悟明和尚的嘴角抽了抽,想說甚麼,卻被宋道元一個眼神制止了。
雲天走回石桌旁,再次誠心謝過。
“好了,時辰不早,你便自行下山去吧。”宋道元指了指山巔的另一側,“從那邊走,可避開下方的修士。”
“是,晚輩告退。”
雲天再次行禮,隨後化作一道青虹,從山巔另一側飛遁而去,轉瞬便消失在雲海之中。
直到雲天的氣息徹底遠去,悟明和尚才終於憋不住了,他湊到宋道元身邊,悻悻然地開口。
“宋老道,你這也太偏心了!往日裡,小僧厚著臉皮跟你要幾片茶葉,你都摳搜得緊,今天倒好,直接讓人家摘了三片……不對,是兩片茶葉,外加一顆最珍貴的茶種!”
“你就這麼看好這小子?”
宋道元端起茶杯,指尖凝出一縷微涼靈力拂過茶湯,慢悠悠地說道:“看不看好,倒是其次。”
他頓了頓,放下茶杯,語氣卻變得異常堅定。
“但我可以確定,此子,比你我強。”
這話讓悟明和尚臉上的不忿瞬間凝固,他愕然地回頭,望向雲天消失的方向,神情變得複雜無比。
“他……他現在才元嬰初期啊……”
宋道元沒有再解釋,只是幽幽一嘆。
強,並非只指修為,更是指那份潛力,那份連他都看不透的……道!
……
魔雲梭化作一道不起眼的烏光,在高天雲海之中穿行,速度快得驚人。
梭內,雲天盤膝而坐,神色間難掩一抹由衷的喜悅。
此地距離天道宗的山門已有千里之遙。
他心念微動,那個封存著他此行最大收穫的玉盒,便憑空出現在掌心。
指尖靈光一閃,盒蓋上的禁制符籙應聲而解。
一股無法用言語形容的精純道韻,瞬間撲面而來,其中夾雜著五行流轉的玄奧氣息,僅僅是吸入一口,便讓他的神魂都感到一陣清明與舒暢。
“這次悟道山之行,當真是收穫巨大!”
雲天的目光落在玉盒中,那兩片茶葉靜靜躺著,一片青翠欲滴,一片金芒內斂,各自散發著純粹到極致的法則波動。

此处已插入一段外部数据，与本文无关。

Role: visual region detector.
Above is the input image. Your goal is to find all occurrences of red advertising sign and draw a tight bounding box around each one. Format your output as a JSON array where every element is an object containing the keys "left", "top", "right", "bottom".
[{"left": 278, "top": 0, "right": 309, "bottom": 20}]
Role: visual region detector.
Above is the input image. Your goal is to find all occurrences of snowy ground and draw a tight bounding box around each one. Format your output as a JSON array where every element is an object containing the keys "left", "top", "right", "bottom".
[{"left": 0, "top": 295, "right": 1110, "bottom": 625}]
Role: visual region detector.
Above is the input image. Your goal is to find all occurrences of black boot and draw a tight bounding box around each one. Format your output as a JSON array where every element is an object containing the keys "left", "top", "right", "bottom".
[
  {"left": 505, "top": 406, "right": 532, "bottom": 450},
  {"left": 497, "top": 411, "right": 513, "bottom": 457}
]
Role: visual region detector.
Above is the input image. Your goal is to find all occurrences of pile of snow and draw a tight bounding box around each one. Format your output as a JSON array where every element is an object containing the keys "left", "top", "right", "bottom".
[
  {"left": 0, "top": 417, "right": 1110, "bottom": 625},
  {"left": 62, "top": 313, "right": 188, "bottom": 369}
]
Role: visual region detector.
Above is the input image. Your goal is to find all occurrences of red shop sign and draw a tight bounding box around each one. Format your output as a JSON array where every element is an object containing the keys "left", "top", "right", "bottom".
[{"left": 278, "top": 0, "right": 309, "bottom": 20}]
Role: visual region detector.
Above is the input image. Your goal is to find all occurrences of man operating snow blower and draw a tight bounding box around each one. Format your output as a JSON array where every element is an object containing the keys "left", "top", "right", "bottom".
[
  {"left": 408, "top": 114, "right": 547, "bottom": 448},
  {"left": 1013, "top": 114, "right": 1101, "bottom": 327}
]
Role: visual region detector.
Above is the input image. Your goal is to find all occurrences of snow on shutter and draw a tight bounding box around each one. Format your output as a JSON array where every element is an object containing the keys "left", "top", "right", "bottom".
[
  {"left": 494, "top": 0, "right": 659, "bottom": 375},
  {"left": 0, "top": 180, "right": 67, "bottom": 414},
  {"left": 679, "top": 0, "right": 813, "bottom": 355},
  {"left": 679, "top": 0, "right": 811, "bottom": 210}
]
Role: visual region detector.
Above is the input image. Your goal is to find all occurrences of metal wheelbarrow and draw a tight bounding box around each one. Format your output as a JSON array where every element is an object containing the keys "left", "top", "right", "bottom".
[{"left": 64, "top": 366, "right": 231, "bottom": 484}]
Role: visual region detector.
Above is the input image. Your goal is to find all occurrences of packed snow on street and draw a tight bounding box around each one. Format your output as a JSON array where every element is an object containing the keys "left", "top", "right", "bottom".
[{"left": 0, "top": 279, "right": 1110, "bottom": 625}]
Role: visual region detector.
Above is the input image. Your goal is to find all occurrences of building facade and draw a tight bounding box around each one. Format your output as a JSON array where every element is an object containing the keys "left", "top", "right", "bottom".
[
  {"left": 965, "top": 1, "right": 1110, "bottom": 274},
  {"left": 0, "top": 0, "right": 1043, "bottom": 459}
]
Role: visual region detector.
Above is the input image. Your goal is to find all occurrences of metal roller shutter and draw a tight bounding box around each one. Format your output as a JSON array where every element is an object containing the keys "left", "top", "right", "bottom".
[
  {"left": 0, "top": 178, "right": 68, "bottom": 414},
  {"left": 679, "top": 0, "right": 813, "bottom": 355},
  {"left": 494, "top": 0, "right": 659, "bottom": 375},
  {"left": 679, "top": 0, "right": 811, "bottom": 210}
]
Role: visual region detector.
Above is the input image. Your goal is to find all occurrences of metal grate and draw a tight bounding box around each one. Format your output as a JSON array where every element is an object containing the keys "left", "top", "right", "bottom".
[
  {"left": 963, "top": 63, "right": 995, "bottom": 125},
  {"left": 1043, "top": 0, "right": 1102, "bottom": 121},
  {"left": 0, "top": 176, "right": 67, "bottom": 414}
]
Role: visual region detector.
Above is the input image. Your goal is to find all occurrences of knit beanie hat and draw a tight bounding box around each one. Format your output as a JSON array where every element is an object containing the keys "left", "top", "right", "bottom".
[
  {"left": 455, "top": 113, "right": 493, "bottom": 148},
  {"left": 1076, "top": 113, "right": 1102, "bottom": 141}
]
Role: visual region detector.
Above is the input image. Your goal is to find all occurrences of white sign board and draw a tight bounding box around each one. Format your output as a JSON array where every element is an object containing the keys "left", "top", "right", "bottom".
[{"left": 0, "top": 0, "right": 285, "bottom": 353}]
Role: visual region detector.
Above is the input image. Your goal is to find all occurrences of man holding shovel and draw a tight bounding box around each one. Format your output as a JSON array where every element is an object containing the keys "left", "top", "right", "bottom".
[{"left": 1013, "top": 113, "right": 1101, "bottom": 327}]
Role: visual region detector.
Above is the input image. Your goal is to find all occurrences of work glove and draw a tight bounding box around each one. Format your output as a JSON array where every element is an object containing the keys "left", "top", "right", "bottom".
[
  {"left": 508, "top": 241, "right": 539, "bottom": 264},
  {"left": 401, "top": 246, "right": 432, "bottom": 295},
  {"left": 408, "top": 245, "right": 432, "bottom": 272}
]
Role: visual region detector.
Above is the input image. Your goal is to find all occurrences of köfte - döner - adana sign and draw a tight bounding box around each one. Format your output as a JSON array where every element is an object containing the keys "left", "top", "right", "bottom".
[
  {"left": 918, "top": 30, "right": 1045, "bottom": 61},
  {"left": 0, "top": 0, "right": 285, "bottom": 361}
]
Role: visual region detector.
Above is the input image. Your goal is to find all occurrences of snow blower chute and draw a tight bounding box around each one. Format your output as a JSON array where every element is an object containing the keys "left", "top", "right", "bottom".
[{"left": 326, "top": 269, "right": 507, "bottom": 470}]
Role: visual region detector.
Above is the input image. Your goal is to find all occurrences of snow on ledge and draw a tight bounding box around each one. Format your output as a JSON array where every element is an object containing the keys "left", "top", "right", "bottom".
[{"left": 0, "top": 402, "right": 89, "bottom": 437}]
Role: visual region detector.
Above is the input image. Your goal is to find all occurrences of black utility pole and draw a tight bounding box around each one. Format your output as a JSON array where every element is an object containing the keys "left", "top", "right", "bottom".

而他的視線,最終還是停留在了那顆毫不起眼的灰色種子上。
這顆種子約莫拇指大小,表面灰撲撲的,看不出任何靈光,若非親手摘下,任誰都會將其當成一顆普通的石子。
可雲天卻能清晰地感知到,在那樸實無華的外殼之下,潛藏著一股混沌初開、五行未分般的本源力量。
這可是傳說中的天地靈根!
一旦能將其成功催熟,那便意味著他將擁有源源不斷的悟道茶。
此物的價值,放眼整個天蘭大陸,恐怕都難以估量。